In the second week of December, the Economic Offences Wing of the city police, probing the QNet scam, had served summons to 75-year-old Ferreira, directing him to appear before them to quiz him about his association with the scam-hit company.
The EOW has arrested nine team leaders of the QNet so far for allegedly duping investors by offering to sell products like magnetic disks, herbal products and holiday schemes through fraudulent practices.
Binary pyramid biz model
QNet has also been accused of using the banned binary pyramid business model for their multi-level marketing schemes to entice investors. The accused have been charged with cheating and forgery under relevant sections of the Prize, Chits and Money Circulation Schemes (Banning) Act 1978.
The lookout notice is a circular issued against a person when he/she is wanted by police either for questioning or for the purpose of arrest in any case.
It is circulated at all immigration checks at international borders (like International airports or sea ports) and as soon as the person is spotted, the authorities concerned are notified.

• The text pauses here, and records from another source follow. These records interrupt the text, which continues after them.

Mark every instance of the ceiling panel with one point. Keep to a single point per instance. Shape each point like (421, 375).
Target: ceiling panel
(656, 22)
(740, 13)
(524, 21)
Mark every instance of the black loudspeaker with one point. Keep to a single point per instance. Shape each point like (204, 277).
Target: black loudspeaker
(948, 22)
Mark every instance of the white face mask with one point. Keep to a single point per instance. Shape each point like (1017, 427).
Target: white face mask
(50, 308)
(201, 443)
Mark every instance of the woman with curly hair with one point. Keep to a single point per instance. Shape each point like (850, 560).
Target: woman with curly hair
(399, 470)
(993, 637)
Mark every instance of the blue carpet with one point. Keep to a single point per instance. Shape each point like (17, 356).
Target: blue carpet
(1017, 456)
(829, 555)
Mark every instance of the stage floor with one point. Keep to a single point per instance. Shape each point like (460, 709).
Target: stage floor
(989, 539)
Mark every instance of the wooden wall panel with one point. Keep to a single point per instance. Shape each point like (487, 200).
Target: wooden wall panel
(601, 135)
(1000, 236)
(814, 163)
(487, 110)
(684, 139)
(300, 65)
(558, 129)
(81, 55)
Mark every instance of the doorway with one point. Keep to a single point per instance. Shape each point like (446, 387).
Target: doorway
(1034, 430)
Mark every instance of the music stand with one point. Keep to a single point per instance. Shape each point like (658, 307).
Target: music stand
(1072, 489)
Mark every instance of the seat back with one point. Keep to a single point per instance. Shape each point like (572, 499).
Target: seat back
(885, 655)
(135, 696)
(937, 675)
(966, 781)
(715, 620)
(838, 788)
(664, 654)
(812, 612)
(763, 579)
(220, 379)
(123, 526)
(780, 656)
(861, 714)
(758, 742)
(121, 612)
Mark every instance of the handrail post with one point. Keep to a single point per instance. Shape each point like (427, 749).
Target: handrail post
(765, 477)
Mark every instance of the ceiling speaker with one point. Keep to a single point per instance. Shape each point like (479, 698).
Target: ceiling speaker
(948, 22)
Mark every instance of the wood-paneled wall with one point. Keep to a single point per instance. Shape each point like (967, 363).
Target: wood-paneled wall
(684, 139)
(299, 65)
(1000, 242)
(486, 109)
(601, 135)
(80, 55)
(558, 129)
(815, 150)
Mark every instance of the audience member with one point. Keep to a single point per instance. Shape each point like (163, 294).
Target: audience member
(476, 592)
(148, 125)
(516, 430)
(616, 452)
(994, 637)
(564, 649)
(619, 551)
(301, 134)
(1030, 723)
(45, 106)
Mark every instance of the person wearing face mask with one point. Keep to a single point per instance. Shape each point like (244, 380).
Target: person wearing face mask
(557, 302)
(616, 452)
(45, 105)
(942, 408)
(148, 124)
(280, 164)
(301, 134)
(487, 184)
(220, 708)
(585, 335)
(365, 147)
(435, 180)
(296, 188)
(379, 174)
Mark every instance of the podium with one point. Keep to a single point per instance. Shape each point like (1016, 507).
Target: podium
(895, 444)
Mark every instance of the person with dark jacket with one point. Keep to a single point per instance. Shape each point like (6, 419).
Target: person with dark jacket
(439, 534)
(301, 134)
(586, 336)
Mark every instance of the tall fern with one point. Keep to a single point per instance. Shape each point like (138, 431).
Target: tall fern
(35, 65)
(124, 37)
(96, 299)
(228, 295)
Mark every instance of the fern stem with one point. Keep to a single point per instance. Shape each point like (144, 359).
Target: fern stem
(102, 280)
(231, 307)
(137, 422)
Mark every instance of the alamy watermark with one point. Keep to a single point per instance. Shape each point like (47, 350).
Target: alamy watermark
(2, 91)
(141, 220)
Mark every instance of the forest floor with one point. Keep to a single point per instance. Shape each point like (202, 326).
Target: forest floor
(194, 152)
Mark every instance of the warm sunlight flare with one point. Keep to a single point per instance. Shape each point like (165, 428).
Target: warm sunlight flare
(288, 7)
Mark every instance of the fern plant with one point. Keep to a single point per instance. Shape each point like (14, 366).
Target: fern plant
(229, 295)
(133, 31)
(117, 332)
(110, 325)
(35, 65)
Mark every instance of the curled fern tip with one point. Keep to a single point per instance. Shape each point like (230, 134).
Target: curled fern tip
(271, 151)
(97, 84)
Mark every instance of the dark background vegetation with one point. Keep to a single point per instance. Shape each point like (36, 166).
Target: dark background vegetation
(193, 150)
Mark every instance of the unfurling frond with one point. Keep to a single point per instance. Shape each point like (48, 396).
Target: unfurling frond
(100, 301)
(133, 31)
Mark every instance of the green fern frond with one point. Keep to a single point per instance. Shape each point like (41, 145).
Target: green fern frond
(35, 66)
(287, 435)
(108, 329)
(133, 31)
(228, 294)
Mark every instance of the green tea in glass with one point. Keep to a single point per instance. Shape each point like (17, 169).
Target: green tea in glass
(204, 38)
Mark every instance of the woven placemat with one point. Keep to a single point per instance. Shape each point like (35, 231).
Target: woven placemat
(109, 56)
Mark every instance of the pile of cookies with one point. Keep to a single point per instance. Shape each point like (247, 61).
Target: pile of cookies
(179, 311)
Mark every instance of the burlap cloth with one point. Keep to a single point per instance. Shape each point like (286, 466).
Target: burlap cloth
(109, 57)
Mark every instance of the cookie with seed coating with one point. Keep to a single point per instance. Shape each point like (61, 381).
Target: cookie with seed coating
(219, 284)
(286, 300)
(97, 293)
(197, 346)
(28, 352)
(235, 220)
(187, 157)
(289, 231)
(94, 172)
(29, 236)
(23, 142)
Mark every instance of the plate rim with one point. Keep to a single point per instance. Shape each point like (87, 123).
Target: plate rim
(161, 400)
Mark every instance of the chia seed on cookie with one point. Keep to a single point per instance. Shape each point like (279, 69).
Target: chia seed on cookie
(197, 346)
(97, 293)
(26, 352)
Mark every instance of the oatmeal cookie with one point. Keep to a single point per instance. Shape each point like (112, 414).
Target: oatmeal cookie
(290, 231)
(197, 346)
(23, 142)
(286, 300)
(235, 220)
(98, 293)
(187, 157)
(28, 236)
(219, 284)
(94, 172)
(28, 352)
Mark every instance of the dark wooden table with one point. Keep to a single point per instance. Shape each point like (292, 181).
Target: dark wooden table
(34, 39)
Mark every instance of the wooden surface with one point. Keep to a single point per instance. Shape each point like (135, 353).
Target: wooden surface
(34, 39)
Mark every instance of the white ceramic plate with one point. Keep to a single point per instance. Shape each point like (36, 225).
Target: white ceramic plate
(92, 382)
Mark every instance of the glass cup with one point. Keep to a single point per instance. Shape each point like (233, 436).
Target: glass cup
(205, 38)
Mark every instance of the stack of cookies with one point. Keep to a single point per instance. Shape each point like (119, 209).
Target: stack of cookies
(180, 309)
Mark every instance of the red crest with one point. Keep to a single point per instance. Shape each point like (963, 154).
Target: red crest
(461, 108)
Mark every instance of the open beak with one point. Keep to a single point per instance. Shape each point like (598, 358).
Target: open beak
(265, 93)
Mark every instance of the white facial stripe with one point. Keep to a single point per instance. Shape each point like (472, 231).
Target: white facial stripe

Ferreira, who was abroad on December 17, had said he would appear before the investigators as soon as he returns to India. He had also defended the controversial company.
Police today said they did not know if the Padma Bhushan awardee was back in Mumbai or still abroad.
The winner of the World Amateur Billiards Championship had also described as “outrageous, malicious and untruthful” the allegations against him of defrauding people through QNet.
"The company has a booklet of goods and service with offers to customers. Then where is the question of anyone defrauding anyone, leave alone me? Customers, who are interested in the products, can buy. If not, then no need to buy. I have not approached anyone and forced anyone,” he had said.
'No operational responsibility'
Explaining his association with QNet, Ferreira had said, “a good friend of mine from Hong Kong told me about the online company (which) wanted to open a franchise complying with local laws in India for the purpose of goods and service (it offers).
“They asked me to be a shareholder and I said yes. I saw it as a great business opportunity. I have no operational responsibility for setting up the company and I am just a shareholder.”
He had also sought to know how the company defrauded anybody. “How they (the company) defrauded anyone? Where is the question of defrauding, I just cannot understand this.
Please appreciate the fact that this is like any other company that has products at its disposal which it offers to customers. And if the customer chooses to buy, then where is the question of defrauding?”